A tornado watch and severe thunderstorm warning for the City of Toronto has been issued by Environment Canada on Tuesday evening.
According to the weather agency, at 5:48 pm, the tornado watch was issued for the region with the thunderstorm watch following shortly after at 6:05 pm.
“Conditions are favourable this afternoon for the development of severe thunderstorms which may produce brief tornadoes,” the tornado alert reads. “This is a dangerous and potentially life-threatening situation.”
Environment Canada advises that residents be ready and to take cover immediately if threatening weather approaches. If possible, go indoors to a room on the lowest floor, away from outside walls and windows, such as a basement, bathroom, stairwell, or interior closet.
Structures like mobile homes, vehicles, tents, trailers, and other temporary or free-standing shelters should be vacated immediately, and protection sought in a strong building.
Environment Canada also advises, as a “last resort,” that people can protect themselves by laying in a low area to protect their heads from flying debris.
Tornado watches are issued when atmospheric conditions are favourable for the development of thunderstorms that could produce tornadoes.
An emergency alert was also issued over people’s mobile devices.

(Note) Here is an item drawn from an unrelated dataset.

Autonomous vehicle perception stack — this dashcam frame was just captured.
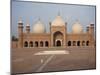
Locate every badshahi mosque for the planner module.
[12,15,95,48]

The severe thunderstorm warning includes the risk of a tornado, between 50 to 75 mm of rain, and was issued for Toronto, Hamilton, Burlington, Oakville, Mississauga, Ancaster, Dundas, Caledonia, Waterdown, Stoney Creek, Downtown Toronto, Ohsweken, Binbrook, Bronte Creek Provincial Park, Etobicoke, and Scarborough.
Heavy downpours can cause flash floods and water pooling on roads, Environment Canada warns. Strong wind gusts can toss loose objects, damage weak buildings, break branches off trees, and overturn large vehicles.
Severe thunderstorm warnings are issued when imminent or occurring thunderstorms are likely to produce or are producing one or more of the following: large hail, damaging winds, torrential rainfall.
The inclement weather comes after four tornados were spotted outside of the city on Sunday and Monday.
According to the province, “Ontario averages about 12 tornadoes a year, usually between May and September. From the extreme southwest of the province to the farthest northern tip, a tornado can strike anywhere. Environment Canada issues warnings when tornadoes are imminent or already detected.”